ARLINGTON, Va. — Five teenagers pleaded guilty Wednesday to vandalizing the old Ashburn Schoolhouse in September.
The schoolhouse was covered in racial statements, swastikas and other crude images. There were images such as dinosaurs also drawn on the building, which had been used to educate black children until 1950.
“[There were] other sayings like ‘I’m with stupid’ that made it fairly obvious that these were juveniles,” Loudoun County Commonwealth’s Attorney Jim Plowman told WTOP. “Once the investigation was underway and the interviews were conducted with the kids, it was very apparent that this was not racially motivated.”
Plowman said the vandalism occurred over one teenager’s problem with the property owner, and that the other four had tagged along.
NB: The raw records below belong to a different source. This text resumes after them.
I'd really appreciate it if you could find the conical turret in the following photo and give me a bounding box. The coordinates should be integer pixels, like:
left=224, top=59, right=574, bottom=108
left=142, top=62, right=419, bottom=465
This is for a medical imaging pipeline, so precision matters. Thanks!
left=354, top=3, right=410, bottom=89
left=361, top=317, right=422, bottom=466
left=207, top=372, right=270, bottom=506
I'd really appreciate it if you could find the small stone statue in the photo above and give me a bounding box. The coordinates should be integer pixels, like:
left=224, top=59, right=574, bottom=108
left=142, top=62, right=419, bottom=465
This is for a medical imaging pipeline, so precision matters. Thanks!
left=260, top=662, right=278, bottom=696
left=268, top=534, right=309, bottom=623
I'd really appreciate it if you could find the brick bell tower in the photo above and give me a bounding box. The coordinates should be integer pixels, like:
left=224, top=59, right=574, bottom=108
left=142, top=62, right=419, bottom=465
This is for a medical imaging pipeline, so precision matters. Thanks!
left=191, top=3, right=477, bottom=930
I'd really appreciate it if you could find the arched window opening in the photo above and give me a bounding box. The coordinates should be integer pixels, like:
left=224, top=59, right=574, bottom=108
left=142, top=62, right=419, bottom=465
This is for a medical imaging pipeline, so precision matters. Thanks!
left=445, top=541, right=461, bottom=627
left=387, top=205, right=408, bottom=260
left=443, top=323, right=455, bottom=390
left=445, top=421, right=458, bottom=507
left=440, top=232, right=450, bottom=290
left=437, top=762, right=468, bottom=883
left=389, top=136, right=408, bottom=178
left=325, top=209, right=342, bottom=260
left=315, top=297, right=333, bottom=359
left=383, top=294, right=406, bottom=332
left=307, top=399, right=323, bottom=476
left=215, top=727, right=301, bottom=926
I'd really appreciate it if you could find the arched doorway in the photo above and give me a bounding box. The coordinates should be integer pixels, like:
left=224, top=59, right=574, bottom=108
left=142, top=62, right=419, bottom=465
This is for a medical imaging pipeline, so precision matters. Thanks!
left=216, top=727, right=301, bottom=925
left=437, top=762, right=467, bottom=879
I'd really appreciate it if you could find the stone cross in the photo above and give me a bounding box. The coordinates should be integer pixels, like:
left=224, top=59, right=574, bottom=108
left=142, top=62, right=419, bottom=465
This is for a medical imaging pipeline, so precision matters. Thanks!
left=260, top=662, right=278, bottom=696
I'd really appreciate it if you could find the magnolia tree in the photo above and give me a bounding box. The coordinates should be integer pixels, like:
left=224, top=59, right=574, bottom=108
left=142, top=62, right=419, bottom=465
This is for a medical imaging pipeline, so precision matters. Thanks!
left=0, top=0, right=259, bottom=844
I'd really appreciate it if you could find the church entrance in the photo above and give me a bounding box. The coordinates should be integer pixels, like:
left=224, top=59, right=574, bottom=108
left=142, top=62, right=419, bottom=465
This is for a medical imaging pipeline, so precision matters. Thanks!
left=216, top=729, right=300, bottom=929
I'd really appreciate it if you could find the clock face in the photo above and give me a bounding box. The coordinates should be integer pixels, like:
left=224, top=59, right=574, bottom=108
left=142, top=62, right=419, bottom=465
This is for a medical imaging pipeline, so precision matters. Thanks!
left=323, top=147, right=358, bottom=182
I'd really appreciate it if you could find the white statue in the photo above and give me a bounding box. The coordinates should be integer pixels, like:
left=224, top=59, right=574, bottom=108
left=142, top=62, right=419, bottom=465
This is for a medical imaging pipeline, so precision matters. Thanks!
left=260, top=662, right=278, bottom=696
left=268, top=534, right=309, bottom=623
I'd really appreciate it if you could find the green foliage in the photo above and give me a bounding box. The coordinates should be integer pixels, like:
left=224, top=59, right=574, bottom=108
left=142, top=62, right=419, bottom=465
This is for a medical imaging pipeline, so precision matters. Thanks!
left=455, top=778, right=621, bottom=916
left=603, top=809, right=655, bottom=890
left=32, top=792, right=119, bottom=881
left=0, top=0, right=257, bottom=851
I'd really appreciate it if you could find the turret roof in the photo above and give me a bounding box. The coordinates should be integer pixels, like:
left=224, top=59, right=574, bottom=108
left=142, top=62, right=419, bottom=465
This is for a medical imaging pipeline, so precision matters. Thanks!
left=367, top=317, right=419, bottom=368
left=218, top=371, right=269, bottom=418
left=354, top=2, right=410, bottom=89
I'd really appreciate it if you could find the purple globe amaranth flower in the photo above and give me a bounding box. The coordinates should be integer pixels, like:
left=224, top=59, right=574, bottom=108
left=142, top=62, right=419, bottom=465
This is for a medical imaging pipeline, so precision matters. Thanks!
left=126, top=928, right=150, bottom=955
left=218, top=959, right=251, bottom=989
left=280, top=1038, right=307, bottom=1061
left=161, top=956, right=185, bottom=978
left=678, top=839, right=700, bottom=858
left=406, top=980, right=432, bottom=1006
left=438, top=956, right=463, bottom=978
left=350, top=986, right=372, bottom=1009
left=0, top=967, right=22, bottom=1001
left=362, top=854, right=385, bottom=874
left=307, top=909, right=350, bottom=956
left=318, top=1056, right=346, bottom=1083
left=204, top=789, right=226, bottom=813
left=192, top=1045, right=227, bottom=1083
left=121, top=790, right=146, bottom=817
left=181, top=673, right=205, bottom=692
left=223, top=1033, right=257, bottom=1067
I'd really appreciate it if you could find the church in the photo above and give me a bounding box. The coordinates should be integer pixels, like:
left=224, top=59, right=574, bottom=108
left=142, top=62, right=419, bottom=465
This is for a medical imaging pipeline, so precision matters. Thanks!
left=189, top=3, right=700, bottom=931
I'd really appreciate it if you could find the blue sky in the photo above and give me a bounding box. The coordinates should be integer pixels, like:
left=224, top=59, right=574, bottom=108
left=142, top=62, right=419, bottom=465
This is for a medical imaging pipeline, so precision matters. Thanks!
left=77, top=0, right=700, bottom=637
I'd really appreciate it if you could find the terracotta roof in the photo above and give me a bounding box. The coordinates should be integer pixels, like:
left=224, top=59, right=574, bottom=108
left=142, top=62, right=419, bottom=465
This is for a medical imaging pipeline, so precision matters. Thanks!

Some of them, all either 16 or 17 years of age, didn’t even know what the swastika meant.
Because of that, the teenagers were given an assignment as part of their probation.
“They are going to have to take a trip down to the Museum of American History, and there is a 75th anniversary [exhibit] of the executive order related to the internment of the Japanese,” Plowman said. “They’re also going to have to take a trip to the Holocaust Museum. There is also a book list that we provided to them … they are going to have to do a book report once per month for the next 12 months. They are all books geared toward racism, classes of people, the interaction of different classes of people, cultures, along those lines.”
Plowman believes these teenagers will get more out of this assignment than they would being put through the correctional system.
All five had been charged with one count of destruction of private property and one count of unlawful entry.